Odile Decq particularly appreciates cities like London and New York “where light reflected from buildings of varying heights dances in the streets.” In the case of the Confluence in Lyon, she has added a completely new space, playing with the contrast between a transparent lower section (ground floor and first floor) for offices and services, and a denser, more opaque five-floor space for the residence hall. This purposeful contrast is highlighted by the façade designs. In the lower part, the fully glazed wall presents a progressive transformation from light grey at the bottom to a darker grey at the top, in combination with an increasingly compact visual presence.
Bright and timeless elegance
The impressively dimensioned residence hall façade is characterised by an elegant grey. Its north and south façades are clad with high-pressure compact laminate (HPL) panels surrounding recessed window openings of alternating different heights. Its west façade features a large enclosed balcony area on each level, and is also clad with the same panels.
Even though the designers decided to use a Trespa® product at a very early stage of the project, the exact choice of panel (Trespa® Meteon® Lumen® L2581 New York Grey, with the Diffuse “surface” finish) was the result of lengthy and considered assessment, facilitated by the launch of a new range during the project.
Marie Farreaux, Account Manager Façade at Trespa France: “The architect initially wanted a panel with a dark, almost black appearance. In 2016, we arranged a visit to present our new Trespa® Meteon® Lumen collection, an innovative product available with three finishes that allows us to play with light and reflections. Our Diffuse finish, which has a matt appearance, was chosen for its
elegance and the feeling of calm composure that it inspires. The shade that was chosen in the end is an anthracite grey, which darkens to black depending on your perspective and the light conditions.”

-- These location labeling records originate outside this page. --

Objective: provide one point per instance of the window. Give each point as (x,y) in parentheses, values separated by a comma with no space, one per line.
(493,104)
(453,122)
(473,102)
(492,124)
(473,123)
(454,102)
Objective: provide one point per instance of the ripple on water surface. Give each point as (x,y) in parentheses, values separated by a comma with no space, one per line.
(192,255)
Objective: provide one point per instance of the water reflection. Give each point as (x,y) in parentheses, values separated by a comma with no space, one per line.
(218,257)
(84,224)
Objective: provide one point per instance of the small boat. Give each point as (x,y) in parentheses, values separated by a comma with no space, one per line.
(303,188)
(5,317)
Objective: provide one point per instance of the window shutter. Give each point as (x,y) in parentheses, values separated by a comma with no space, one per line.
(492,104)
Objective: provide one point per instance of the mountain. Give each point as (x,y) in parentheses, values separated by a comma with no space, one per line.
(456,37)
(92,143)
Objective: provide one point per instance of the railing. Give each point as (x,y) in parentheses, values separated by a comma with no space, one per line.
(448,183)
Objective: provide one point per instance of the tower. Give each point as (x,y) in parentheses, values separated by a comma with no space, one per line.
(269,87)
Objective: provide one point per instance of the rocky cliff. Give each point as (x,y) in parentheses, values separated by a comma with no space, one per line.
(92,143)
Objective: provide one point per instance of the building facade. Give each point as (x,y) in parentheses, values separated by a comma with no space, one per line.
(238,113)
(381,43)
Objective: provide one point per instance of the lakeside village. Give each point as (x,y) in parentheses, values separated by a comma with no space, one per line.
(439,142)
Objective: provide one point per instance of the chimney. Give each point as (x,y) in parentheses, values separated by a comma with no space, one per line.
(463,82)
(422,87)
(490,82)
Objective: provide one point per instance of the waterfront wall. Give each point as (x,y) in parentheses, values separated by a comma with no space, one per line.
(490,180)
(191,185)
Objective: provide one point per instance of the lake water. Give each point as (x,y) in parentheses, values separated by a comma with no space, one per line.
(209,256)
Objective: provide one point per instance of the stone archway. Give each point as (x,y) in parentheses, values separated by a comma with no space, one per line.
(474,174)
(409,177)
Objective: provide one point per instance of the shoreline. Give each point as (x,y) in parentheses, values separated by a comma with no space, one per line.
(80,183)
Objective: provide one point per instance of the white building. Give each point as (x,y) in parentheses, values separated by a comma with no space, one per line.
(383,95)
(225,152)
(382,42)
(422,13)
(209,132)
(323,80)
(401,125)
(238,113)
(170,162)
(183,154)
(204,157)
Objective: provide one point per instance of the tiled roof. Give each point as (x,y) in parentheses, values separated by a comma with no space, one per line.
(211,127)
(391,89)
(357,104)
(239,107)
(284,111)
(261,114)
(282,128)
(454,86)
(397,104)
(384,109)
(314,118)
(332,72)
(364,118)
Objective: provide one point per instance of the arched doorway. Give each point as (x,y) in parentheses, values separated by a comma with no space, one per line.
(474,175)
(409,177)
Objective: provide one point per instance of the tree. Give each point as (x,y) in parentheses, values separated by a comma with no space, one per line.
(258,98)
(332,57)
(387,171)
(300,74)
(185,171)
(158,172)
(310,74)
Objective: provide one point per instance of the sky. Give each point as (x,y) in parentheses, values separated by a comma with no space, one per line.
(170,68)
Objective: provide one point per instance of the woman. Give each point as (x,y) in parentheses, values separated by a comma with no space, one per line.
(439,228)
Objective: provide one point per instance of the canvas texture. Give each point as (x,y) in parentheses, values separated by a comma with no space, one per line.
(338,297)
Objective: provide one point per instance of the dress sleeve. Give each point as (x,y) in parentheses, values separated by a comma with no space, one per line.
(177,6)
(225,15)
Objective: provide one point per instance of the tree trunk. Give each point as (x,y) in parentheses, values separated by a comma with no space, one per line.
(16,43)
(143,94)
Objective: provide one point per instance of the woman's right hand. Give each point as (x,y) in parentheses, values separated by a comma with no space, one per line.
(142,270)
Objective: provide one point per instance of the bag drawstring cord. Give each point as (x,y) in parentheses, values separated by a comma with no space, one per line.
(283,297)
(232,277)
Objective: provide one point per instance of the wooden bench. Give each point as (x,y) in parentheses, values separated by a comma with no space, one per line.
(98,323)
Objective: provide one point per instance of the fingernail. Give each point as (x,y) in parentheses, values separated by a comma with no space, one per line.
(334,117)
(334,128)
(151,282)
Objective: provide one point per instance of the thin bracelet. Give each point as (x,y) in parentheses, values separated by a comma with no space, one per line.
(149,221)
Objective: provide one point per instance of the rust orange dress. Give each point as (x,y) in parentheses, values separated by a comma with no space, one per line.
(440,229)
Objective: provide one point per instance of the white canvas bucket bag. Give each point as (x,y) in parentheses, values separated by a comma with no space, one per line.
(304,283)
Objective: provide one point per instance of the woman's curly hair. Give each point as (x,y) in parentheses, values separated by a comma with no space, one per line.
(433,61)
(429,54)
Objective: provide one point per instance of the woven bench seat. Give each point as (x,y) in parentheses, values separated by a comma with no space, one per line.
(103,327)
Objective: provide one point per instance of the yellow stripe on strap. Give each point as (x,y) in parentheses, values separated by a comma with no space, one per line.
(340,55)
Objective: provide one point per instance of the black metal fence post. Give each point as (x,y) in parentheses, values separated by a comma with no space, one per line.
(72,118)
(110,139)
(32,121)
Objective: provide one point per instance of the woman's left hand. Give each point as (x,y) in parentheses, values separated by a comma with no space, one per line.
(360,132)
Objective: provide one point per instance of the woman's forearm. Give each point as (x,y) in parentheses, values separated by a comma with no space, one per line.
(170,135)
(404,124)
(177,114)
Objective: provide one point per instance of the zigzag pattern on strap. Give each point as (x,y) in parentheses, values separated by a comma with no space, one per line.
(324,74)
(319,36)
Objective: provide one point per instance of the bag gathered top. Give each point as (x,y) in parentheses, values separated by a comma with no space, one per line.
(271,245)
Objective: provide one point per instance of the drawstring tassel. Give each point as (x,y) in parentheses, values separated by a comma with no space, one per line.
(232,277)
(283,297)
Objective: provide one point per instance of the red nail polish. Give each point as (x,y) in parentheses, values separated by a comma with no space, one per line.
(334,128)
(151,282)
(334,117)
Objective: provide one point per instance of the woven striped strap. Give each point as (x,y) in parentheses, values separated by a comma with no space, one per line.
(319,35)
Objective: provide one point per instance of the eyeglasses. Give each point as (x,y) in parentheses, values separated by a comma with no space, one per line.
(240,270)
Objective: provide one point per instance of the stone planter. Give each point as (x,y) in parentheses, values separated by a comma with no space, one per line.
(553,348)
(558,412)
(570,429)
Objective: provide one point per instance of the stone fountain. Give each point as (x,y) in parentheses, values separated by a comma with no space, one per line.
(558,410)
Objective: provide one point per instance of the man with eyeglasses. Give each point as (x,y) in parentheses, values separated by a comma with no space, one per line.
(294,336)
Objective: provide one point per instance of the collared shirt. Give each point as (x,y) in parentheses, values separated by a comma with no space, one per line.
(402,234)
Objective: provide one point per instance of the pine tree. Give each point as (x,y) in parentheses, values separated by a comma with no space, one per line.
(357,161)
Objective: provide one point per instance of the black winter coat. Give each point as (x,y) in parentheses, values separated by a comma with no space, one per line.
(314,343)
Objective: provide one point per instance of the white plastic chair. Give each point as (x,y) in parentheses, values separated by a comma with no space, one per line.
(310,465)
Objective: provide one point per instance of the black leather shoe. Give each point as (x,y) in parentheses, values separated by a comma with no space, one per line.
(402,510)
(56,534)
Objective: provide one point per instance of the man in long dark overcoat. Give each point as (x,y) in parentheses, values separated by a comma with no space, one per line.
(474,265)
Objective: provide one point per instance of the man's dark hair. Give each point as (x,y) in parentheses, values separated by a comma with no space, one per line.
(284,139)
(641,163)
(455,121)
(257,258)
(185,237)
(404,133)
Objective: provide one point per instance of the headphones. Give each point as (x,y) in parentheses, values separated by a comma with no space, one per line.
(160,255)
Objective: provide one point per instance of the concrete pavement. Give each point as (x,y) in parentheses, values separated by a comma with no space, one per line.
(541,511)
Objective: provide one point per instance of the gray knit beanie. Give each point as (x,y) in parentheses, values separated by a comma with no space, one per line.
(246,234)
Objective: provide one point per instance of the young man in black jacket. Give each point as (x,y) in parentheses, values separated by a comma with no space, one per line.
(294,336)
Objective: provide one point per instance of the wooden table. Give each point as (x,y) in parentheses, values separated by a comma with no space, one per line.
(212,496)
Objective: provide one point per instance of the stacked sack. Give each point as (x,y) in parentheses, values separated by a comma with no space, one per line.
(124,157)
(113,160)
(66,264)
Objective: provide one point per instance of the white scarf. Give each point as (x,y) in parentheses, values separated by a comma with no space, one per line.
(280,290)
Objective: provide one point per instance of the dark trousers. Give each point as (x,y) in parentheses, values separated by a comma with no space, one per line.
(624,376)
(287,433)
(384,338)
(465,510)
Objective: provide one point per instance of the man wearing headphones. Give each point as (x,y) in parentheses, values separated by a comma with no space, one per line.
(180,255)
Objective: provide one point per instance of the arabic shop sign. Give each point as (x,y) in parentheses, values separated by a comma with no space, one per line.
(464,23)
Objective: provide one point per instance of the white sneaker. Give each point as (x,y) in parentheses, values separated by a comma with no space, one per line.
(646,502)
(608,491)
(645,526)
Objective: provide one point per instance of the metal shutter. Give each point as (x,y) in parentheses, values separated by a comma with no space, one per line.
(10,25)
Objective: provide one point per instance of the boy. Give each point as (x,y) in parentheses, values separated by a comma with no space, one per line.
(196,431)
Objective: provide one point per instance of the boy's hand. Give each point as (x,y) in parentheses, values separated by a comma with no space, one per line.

“Black is no longer intimidating. In fact, it is elegant. ‘Lumen’, with its different finishes and nuances, makes each project individual and different.” - Marie Farreaux, Account Manager Façade at Trespa France
In the end, 2480 square metres of Trespa® Meteon® Lumen panels were used on the building, all with the same finish, colour and thickness. This is one of the first major projects to feature this decor.
Becoming a landmark
The building, and its distinctive façade, have become a landmark in the area. The students benefit from the residence hall's ideal location and the high levels of comfort offered by the building’s good insulation thanks to the ventilated façade. Overall, the Study Hall embodies what Odile Decq considers to be its trademark: creating buildings in which men and women feel at home, where they can move around freely, meet up with friends, enjoy themselves and live comfortably. Personally committed, as though they were building their own home.